La Chutzpah de Richard Branson

Me pare y salí de la sala de conferencias del Departamento de Estado de Estados Unidos ya algo cansado luego de escuchar durante horas oradores hablar sobre negocios, liderazgo y política.

Éramos 248 emprendedores que habíamos viajado a Washington para reunirnos con empresarios, emprendedores y funcionarios del State Departament.

Salgo de la sala y ahí fue donde lo vi: a unos 30 pasos, hacia el final de un largo pasillo blanco estaba Richard Branson. 
SIR Richard Branson: Excéntrico y billonario, un rockstar del mundo emprendedor. Días antes justo antes de salir hacia el aeropuerto, había agarrado un libro suyo del estante para leer en el vuelo: “Like a Virgin: Todo lo que no te enseñan en la Escuela de Negocios”

No habrán sido más de unos segundos que me quede paralizado en una punta del pasillo viendo a uno de los emprendedores más exitosos de mundo a unos pasos míos.

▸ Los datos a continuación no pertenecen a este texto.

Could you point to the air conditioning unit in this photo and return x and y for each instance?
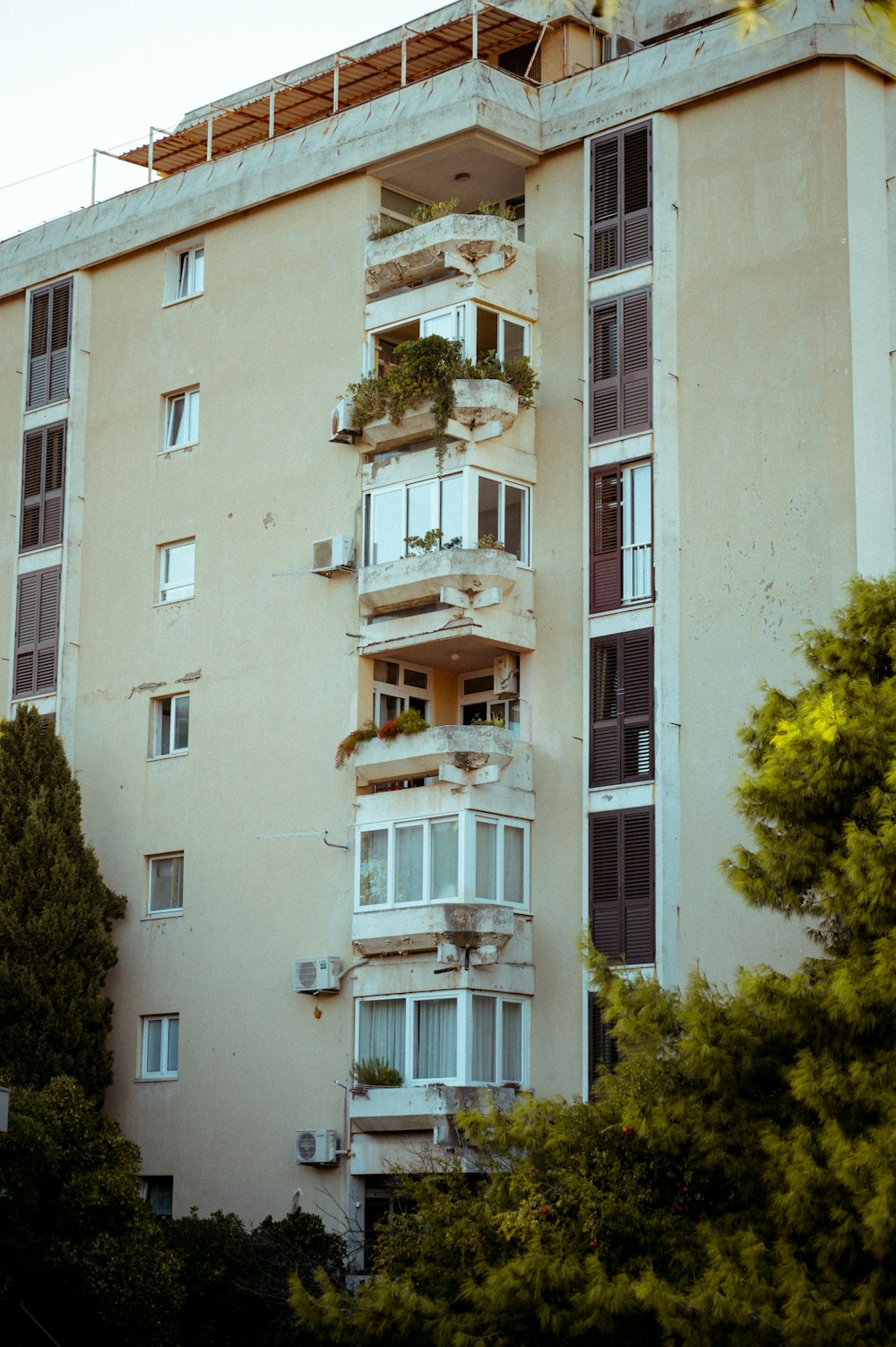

Comencé a avanzar hacia él, lenta y tímidamente, con la idea de felicitarlo y tal vez pedirle una selfie. Pero cuando estaba a unos escasos metros, nuevamente dudé y me invadió la timidez por un ínfimo instante. Cuando finalmente tome coraje y avancé, escuché como desde el interior de la sala le daban la bienvenida, y antes de que pudiera llegar a él, ingresó a la sala.

Solo pude capturar el momento que Sir Richard Branson entra al salón

Volví a mi asiento, escuché su charla y vi como rápidamente se retiró escoltado por sus asesores.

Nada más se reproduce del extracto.